In 1985, Iraqi lawyer Lahib Nouman offered to defend a man Udai Hussein had falsely accused of a crime. For crossing him in this fashion, over the next eighteen years, he did this to her:
In prison, she endured rape, beatings and unspeakable torture. In the hospital, she was subjected to countless sessions of shock therapy and powerful sedatives. Along the way, her mind became unhinged, her memories scrambled and her face frozen in a mask of permanent terror. "They have turned me into a witch," she says, ruefully pulling at her stringy hair, which she has dyed the color of tea. "They have made me horrible."Lahib Nouman is brave, indomitable. A hero, in fact. Her name ought to be celebrated for that, for her example of defiance to a tyrant. But the price she has paid for her courage.... It makes me sick to think of it.
"I said what every Iraqi was thinking," she says. "I just had nothing to lose. What could they do to me that they were not already doing?"
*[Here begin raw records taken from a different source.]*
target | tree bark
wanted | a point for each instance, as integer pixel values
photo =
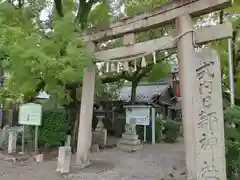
(134, 91)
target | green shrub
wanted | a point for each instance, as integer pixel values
(158, 132)
(171, 131)
(54, 128)
(232, 141)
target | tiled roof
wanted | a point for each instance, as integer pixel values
(144, 92)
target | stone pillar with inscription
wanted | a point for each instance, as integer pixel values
(100, 134)
(209, 125)
(12, 141)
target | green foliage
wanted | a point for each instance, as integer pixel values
(172, 131)
(54, 129)
(38, 61)
(232, 141)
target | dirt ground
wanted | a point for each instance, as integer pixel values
(153, 162)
In Baghdad's working-class districts, Nouman gained a certain amount of fame as the crazy woman lawyer who dared to stand up to Uday. Even some of the staff at the mental hospital came to admire her tenacity. "She never stopped speaking against Uday, not even when she was getting shock treatment," says Jabar Rubbaiyeh Lefteh, an ambulance driver at the mental hospital. "She was braver than any man I know."
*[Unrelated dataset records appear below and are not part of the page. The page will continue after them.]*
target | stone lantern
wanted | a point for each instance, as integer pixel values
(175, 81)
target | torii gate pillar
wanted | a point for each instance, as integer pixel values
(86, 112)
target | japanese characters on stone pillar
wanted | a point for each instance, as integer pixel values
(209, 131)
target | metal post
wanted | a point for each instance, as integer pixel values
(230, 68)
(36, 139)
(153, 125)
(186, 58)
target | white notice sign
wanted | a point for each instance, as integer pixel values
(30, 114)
I'm a pragmatist in these matters. I've written before that I supported the overthrow of Saddam Hussein for reasons of American security, not because of Iraqis; I was moved by their stories but I've never considered cruel tyranny, in itself, enough reason for war from another country. My reasons for believing that are still good. But a story like this shakes them. I read this and I ask myself where we were all this time, while this was going on. Where I was.
Go read the whole thing. Bear witness to the martyrdom of a hero of our time.
It's the very least we can do, isn't it?